Features | Awards

The Damian Lewis Award for Breaking the Ginger Color Barrier in the Arts

By Corey Beasley | 10 December 2013

King Krule :: 6 Feet Beneath the Moon

In 2012, British actor Damian Lewis won the Emmy for Outstanding Lead Actor in a Drama Series for his role as Sgt. Nicholas Brody on Homeland. Impressive enough, sure, but wait: Lewis also happens to be a redhead. Yeah. One of those. With all the trimmings. He has ginger-colored hair caused, as any schoolyard bully can recite verbatim to his victims, by a mutation in the MC1R protein on the recessive genes in his 16th chromosome. He has pale skin dotted with freckles. And, if the general trend is to be trusted, pinkish areolae. Lewis’s victory at the Emmys was a victory for gingers everywhere, a signal that we had finally arrived on the national stage and would be treated with the dignity accorded to such an historic accomplishment. This year, his fellow Brit, Archy Marshall, carries the fire, albeit at something of a distance and while wearing a cream with a healthy SPF because who knows how long he’ll have to be in direct exposure to damaging UV rays.

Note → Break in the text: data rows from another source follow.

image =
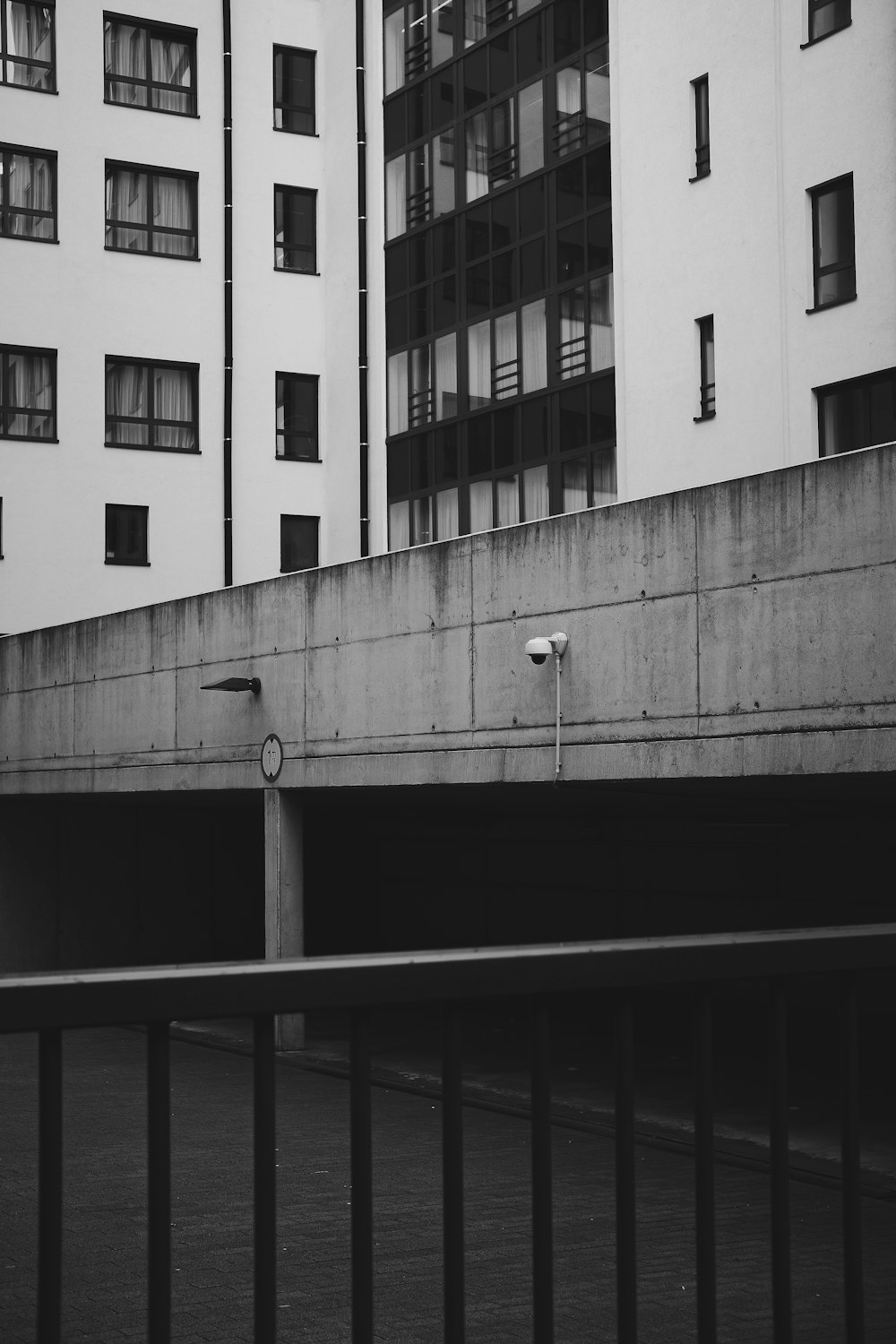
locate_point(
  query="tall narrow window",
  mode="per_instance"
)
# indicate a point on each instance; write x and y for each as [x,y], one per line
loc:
[150,66]
[297,417]
[833,242]
[27,46]
[27,392]
[295,90]
[126,534]
[298,542]
[826,16]
[707,367]
[295,228]
[702,126]
[150,210]
[27,194]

The nineteen-year-old Marshall, all cheekbones and six-foot-plus frame and spindly limbs, released his proper debut as King Krule, 6 Feet Beneath the Moon, this year. The record sees him exploring a sound that borrows from all manners of English teenage rebellion music—punk through to hip-hop and onward to dubstep—to create one all his own. He also happens to have beautiful, soft looking red hair. Moon works more or less as variations on a theme, with Marshall’s jittery, jazz-indebted guitar propelling his songs and their heady lyricism forward through oceans of reverb, all anchored by that voice. Oh, that voice. All of this talent is more than enough to guarantee him the keynote spot at 2014’s Annual Conference of Gingers and Ginger Allies (ACGGA), held, cruelly, in Miami Beach. Buy the record and listen to it indoors.